To my surprise, it was blazing fast. What was the difference? I used SQL Profiler to see what the actual query being sent down was. After a bit of an epiphany there, I ran these two queries:
SELECT * FROM Transactions WHERE AccountId = '9876543210987654' GO SELECT * FROM Transactions WHERE AccountId = N'9876543210987654'
And wouldn’t you know it, the first query was fast and the second slow. But why was the second one so slow? And why did this matter? Looking at the execution plans in SSMS:
So seemingly identical queries, but the execution plans are much, much different! The difference between the two queries is the first uses ANSI strings, while the second uses Unicode strings. The first results in an index seek (very fast) while the second an index scan (absolutely horrible, sequential scanning). For each row, SQL Server would convert the index’s value to NVARCHAR, as seen in the index plan’s details around the predicate:
CONVERT_IMPLICIT(nvarchar(200),[dbo].[Transactions].[AccountId],0)=N'9876543210987654'
Of course it’s going to be slow! Every source value is converted to NVARCHAR, and then compared to the source value, instead of vice versa. This is because Unicode –> ANSI is lossy, and therefore not able to be implicitly converted. So the ANSI string has to be upconverted to Unicode.

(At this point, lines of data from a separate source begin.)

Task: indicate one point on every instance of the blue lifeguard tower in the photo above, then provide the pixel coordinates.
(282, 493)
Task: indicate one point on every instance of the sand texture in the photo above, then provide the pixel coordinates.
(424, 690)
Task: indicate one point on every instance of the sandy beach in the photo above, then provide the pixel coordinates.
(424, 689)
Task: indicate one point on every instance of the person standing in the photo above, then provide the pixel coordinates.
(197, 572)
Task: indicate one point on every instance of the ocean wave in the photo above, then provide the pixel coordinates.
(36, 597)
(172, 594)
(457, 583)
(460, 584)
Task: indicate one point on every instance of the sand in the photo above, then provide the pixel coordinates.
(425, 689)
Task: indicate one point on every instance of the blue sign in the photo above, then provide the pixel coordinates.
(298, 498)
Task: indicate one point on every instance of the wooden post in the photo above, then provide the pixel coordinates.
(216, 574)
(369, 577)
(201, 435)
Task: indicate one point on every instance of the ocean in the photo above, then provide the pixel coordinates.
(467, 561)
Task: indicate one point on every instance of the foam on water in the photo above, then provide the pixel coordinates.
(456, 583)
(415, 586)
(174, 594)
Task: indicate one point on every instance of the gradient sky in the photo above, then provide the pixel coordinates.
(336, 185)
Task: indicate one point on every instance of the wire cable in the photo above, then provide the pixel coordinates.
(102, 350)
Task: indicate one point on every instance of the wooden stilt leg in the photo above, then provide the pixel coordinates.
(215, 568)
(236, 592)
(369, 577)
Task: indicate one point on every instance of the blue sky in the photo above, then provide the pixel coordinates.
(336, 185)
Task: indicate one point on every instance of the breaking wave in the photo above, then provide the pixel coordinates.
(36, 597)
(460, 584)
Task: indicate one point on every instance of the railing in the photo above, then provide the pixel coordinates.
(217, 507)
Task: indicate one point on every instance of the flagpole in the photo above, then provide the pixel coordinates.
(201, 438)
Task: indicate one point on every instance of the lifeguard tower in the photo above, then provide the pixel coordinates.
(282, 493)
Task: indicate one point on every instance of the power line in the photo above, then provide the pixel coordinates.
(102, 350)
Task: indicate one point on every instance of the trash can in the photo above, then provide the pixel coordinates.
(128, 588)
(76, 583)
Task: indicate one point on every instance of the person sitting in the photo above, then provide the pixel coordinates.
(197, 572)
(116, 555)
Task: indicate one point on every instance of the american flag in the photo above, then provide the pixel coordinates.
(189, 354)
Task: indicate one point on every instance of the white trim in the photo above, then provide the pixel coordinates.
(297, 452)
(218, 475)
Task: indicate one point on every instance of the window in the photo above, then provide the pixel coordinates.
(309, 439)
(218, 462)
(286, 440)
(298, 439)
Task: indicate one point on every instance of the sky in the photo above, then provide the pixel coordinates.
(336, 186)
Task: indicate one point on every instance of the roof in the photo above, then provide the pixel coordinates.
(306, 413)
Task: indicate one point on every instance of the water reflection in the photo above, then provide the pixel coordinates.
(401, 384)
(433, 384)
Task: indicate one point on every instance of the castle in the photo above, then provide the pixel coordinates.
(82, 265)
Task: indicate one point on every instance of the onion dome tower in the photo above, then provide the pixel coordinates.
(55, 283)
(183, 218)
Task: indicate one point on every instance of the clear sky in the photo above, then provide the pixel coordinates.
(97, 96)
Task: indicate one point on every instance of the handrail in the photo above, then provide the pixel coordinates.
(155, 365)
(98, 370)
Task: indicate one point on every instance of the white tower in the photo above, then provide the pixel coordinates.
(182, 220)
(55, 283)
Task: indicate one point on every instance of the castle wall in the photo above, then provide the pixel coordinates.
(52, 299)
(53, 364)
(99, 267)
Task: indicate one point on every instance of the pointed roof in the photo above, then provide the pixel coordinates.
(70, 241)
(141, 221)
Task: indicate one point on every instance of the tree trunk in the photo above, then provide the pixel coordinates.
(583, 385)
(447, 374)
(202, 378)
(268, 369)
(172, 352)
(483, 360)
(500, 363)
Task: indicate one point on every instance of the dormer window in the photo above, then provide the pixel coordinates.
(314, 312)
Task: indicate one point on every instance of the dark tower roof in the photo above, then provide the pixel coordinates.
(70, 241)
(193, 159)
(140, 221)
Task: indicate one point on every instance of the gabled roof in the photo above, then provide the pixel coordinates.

Anyway, going to our ORM and forcing the SQL parameter type to be an ANSI string fixed the problem. And once we found this one, we found a dozen other places that we I had screwed up.
Lessons learned
One way to fix this would be to use all Unicode, all the time. For me, that makes sense for a lot of character data. But for data that really just happens to be character data, but actually originates from automated systems, it doesn’t make as much sense to make these Unicode. For tables with large numbers of rows, and indexes on character-based columns, space does matter. This is speaking from a person that has had databases run out of space, it can be a problem that I need to care about.
The other lesson is that ORMs aren’t a tool to hide the database, they’re there to abstract some pieces and encapsulate others. But it’s still imperative I know what is going on between my system and the database, no matter what form it takes.
And finally – everything performs great on a local database with 10 rows. If I can test queries that I know are going to scan anything besides a primary key, I can eliminate this problem before going to production and having to do an emergency deploy because the website was spinning.